The Paradox of the Cardiologist
Lying between the anatomy of the heart and metaphors, drawings and photographs, this work is a journey originating from, and realised due to, personal circumstances. From micro to macrocosm, contraction to expansion, the project embraces life in its most complex form: the heart, as an organ and as an epository of desires, contradictions, sorrows and fears. But the path of «quiet tenderness» as suggested by the extract from a letter, lead me to transform the father into an architectural figure. The protective father, pillar, bearing wall. I use geometry as a symbol of emotional security, and abstraction as a means of revealing emotions and states of consciousness.

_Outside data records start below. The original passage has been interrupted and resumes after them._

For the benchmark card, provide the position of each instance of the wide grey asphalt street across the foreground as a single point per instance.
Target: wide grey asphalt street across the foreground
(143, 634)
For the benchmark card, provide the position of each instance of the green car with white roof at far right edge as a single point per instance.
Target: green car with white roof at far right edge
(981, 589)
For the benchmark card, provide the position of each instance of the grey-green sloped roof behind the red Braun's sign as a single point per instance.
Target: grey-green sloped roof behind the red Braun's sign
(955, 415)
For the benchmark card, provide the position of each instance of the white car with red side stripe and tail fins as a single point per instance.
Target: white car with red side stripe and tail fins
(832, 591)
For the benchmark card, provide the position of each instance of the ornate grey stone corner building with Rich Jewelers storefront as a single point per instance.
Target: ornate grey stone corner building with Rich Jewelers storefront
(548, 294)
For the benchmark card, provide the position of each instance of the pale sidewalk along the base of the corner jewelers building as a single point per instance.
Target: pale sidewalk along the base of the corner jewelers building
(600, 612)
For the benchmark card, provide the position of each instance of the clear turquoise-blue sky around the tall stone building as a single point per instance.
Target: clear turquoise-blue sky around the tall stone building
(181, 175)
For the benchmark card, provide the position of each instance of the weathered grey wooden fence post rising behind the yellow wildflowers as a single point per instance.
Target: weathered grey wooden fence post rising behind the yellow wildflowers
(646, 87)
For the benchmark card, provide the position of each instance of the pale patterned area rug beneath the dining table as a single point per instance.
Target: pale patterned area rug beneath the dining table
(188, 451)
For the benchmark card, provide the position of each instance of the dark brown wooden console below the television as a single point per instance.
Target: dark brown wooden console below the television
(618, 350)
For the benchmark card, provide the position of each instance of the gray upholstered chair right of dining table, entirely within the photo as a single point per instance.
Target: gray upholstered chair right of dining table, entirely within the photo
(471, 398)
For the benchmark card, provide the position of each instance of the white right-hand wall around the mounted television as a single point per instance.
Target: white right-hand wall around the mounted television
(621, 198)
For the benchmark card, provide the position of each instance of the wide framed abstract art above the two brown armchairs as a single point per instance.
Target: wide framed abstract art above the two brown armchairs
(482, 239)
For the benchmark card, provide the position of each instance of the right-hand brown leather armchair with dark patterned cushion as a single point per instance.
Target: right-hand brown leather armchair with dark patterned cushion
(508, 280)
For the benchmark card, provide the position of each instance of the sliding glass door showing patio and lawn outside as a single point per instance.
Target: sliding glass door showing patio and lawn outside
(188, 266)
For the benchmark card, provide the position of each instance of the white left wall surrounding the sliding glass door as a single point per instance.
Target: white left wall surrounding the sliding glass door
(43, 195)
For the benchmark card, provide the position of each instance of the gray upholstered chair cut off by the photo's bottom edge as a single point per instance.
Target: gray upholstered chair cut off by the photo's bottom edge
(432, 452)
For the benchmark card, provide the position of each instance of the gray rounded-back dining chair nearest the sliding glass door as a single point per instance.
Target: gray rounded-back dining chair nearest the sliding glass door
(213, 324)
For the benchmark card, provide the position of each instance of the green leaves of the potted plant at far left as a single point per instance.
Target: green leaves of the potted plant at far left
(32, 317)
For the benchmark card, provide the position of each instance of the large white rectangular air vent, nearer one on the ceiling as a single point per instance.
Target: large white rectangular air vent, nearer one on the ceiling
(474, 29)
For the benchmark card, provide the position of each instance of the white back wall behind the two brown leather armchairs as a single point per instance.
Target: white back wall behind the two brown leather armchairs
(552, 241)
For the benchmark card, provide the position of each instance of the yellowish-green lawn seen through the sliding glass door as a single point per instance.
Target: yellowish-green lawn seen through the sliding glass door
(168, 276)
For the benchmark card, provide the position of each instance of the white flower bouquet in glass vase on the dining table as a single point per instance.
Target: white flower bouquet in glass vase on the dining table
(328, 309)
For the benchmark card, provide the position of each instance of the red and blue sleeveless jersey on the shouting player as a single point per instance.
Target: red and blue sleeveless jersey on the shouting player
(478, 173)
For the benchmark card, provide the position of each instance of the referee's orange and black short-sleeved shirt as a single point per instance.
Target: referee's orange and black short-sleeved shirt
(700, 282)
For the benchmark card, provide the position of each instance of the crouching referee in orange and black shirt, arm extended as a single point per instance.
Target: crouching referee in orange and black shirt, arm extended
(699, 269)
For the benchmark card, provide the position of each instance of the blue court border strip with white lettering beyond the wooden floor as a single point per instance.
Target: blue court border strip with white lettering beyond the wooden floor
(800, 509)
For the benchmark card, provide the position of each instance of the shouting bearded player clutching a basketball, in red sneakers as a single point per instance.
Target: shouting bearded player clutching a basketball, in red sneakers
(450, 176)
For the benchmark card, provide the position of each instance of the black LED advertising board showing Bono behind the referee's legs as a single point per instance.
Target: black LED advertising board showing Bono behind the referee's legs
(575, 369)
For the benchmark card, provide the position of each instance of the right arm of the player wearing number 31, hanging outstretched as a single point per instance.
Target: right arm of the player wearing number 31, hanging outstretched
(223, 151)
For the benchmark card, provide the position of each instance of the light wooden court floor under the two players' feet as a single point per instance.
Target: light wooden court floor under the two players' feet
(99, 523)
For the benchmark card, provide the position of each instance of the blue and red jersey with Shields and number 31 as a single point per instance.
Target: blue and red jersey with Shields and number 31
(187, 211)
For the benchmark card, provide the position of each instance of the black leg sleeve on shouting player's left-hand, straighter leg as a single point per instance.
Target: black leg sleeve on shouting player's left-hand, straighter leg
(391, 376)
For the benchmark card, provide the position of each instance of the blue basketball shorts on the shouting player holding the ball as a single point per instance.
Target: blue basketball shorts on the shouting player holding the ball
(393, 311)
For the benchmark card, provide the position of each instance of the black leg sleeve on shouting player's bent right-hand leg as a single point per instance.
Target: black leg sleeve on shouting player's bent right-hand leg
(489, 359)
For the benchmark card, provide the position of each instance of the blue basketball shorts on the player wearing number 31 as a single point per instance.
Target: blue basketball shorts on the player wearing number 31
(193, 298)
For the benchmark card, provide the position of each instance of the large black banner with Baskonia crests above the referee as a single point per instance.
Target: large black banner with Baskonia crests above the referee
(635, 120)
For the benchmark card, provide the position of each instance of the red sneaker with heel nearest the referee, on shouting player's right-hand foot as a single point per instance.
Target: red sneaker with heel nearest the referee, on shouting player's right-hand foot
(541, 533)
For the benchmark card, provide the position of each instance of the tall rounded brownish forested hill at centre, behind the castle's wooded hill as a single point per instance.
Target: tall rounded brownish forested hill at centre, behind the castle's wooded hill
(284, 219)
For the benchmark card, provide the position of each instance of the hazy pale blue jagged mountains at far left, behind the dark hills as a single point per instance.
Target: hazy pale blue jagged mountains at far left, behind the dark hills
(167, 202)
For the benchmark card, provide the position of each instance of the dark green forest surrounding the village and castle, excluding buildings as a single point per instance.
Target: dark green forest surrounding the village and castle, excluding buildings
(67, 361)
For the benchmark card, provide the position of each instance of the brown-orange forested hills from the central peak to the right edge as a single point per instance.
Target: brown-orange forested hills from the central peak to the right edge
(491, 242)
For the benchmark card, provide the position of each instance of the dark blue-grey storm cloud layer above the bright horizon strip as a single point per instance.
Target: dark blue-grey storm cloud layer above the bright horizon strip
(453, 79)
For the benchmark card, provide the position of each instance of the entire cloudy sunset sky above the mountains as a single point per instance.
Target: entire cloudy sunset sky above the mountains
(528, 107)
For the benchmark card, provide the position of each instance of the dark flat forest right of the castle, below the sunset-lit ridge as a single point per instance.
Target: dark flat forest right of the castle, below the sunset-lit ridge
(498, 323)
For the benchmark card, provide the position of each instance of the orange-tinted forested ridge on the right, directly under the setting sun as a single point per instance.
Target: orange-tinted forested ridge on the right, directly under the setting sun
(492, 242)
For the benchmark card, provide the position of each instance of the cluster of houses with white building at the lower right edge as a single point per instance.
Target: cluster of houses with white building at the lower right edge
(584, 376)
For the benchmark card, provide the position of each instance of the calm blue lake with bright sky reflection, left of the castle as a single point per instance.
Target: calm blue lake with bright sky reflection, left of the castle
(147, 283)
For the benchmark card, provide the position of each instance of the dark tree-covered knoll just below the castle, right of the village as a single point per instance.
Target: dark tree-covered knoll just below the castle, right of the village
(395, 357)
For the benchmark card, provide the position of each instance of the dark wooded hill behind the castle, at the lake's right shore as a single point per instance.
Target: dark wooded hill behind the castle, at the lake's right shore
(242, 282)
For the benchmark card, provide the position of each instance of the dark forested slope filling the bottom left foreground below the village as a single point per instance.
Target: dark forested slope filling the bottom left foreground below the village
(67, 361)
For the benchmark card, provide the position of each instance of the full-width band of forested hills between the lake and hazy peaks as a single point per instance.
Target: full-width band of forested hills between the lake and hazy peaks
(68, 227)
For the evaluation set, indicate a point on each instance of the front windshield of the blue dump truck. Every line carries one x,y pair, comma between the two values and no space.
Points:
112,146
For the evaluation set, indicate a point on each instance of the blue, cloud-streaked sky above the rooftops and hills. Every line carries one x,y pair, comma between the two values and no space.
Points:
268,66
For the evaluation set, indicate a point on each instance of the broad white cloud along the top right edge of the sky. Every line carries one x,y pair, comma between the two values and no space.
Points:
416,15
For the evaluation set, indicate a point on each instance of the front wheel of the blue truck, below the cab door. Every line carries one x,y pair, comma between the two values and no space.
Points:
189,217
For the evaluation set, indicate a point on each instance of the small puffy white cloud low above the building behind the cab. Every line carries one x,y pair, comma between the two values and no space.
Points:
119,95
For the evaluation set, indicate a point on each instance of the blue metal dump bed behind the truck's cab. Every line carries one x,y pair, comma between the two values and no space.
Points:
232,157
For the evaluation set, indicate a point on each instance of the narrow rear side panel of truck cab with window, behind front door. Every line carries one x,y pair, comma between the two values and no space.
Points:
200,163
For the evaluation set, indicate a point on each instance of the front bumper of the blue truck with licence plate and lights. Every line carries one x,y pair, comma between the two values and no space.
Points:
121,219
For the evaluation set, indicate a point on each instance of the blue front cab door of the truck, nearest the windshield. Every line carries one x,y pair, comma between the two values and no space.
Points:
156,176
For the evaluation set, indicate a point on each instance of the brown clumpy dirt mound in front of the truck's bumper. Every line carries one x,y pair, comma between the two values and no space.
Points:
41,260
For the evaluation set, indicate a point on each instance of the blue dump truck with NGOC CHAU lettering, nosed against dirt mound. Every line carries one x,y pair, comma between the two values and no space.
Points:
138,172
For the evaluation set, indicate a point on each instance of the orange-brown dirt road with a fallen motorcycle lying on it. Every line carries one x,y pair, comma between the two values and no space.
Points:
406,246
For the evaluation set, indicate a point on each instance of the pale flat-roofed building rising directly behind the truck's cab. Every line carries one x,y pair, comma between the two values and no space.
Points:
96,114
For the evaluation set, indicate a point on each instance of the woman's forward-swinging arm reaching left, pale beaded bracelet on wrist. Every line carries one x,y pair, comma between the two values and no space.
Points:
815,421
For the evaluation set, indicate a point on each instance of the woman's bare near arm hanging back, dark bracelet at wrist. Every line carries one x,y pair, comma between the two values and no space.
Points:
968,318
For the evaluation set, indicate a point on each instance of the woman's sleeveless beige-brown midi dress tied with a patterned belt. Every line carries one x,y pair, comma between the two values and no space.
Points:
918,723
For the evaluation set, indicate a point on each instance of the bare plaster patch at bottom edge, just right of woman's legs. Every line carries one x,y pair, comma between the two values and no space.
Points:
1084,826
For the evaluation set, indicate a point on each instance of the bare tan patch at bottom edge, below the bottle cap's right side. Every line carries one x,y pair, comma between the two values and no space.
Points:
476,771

Skylarks, attracted by shimmering lights far below, descend in a deep rush onto the object of their desire, at times discovering that they have been blinded by illusions or ideals. Following one’s heart’s desire is in my case a family vice—we don’t go in for half measures. Since my childhood, I have always associated the heart with my father, a cardiologist. I realized this in November of 2012 when a heart attack nearly carried him into another world. The heart is a complicated machine, a motor of passions with perfect mechanics. It can also be a smokescreen. In its movement, we can be fooled but we can also be led to live passionately. To follow one’s heart is considered irrational; to follow one’s brain is a more rational thing to do. I began to draw cardiac malformations with near surgical precision while simultaneously photographing the mental associations that I attached to them. I attempted to metabolize that which was came to mind while working. Reflecting on this, I realized how much our imagination associates with the heart. As a symbol of divinity, the heart is the first organ that we can hear inside the mother’s womb. “Heart-felt words, to take something to heart, heavy-hearted…” The drawings were realized with Indian ink, mimicking the technique that is used for vascular angiographies. In this procedure, cavities of the heart are filled with a liquid that appears opaque on x-rays—a product that creates contrast fills the voids and allows one to visualize the anomalies in order to make correct diagnoses. The anatomy of the heart is thus drawn, with all its anomalies and malformations, and associated to dream-like images that are sometimes abstract. These provoke mental associations. The emotional implications at the origin of this project attempt to be remain discreet while also seeking to open up a sense of universal sentiment.